Orang Nomor 2 Hong Kong Mundur, Diperkirakan akan Jadi Pemimpin Berikutnya
BorneoTribun Jakarta -- Pejabat nomor 2 Hong Kong dan penyokong setia tindakan keras yang didukung Beijing terhadap aktivis prodemokrasi mengajukan pengunduran dirinya, Rabu (6/4), di tengah perkiraan bahwa ia akan segera mengumumkan niatnya untuk mencalonkan diri sebagai pejabat tertinggi di wilayah semiotonom itu.
Menurut sebuah pernyataan pemerintah John Lee, yang merupakan sekretaris kepala untuk urusan pemerintahan, mengajukan pengunduran dirinya kepada pemimpin Hong Kong Carrie Lam. Dalam kesehariannya, Lee dianggap sebagai wakil Lam.
Lam mengatakan pada Senin lalu bahwa ia tidak akan mengupayakan masa jabatan kedua sebagai kepala eksekutif, setelah lima tahun yang sulit yang diselingi oleh pandemi COVID-19, tindakan keras terhadap kebebasan politik dan pengaruh Beijing yang berkembang di wilayah tersebut.

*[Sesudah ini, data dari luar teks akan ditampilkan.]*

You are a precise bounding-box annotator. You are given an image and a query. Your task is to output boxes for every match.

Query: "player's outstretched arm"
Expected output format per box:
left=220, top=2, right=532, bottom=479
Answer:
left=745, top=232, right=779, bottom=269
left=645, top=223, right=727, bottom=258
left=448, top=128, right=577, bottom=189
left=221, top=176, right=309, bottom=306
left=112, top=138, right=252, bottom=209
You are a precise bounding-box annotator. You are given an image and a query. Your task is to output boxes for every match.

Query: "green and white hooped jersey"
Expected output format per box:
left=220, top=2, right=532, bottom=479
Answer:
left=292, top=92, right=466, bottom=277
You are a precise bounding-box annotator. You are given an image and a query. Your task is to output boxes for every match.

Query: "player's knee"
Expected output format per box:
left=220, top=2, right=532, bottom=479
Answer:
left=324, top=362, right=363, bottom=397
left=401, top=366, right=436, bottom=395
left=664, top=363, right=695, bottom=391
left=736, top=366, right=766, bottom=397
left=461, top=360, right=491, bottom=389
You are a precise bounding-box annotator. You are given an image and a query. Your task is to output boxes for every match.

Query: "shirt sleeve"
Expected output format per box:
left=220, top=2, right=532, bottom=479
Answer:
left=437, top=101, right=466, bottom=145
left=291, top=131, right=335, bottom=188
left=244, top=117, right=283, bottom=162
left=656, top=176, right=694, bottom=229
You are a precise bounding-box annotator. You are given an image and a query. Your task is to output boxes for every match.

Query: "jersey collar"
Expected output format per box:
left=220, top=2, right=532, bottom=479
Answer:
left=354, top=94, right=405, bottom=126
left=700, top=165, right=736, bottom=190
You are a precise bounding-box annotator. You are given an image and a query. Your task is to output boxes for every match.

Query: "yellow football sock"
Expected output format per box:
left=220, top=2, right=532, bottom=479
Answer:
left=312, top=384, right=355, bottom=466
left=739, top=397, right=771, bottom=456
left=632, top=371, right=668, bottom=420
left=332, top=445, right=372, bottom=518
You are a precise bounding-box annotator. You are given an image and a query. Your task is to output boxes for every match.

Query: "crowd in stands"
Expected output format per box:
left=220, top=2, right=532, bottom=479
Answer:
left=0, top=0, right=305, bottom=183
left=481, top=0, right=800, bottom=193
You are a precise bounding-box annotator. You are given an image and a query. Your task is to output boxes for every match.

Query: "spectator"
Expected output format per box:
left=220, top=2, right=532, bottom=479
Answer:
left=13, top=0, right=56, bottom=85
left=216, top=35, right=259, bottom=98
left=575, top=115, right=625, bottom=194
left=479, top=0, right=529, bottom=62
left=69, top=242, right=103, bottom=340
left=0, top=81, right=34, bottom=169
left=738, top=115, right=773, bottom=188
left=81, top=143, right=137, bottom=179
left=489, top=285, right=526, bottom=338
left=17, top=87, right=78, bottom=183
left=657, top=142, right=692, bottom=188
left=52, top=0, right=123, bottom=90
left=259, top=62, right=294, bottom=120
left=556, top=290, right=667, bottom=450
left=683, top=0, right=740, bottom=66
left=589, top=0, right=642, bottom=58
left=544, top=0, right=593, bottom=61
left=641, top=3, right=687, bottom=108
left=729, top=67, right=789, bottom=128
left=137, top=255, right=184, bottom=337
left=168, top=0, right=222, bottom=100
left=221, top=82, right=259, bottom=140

Media-media setempat, termasuk harian terkemuka South China Morning Post, melaporkan bahwa Lee akan menjadi satu-satunya kandidat yang didukung oleh pemerintah China dalam persaingan kepemimpinan di Hong Kong. Ia diperkirakan akan mengumumkan pencalonannya setelah pengunduran dirinya disetujui oleh pemerintah otoritas pusat, Rabu (6/4) malam.
Pemimpin berikutnya kota itu akan dipilih pada 8 Mei oleh sebuah komite yang terdiri dari sekitar 1.500 orang, yang sebagian besar pro-Beijing.
Lee, mantan perwira polisi karier, diangkat menjadi kepala sekretaris urusan pemerintahan pada bulan Juni dan sebelumnya menjabat sebagai sekretaris Lam untuk urusan keamanan. Ia adalah penyokong setia aksi penumpasan polisi terhadap para pengunjuk rasa selama beberapa bulan protes anti-pemerintah besar-besaran pada tahun 2019.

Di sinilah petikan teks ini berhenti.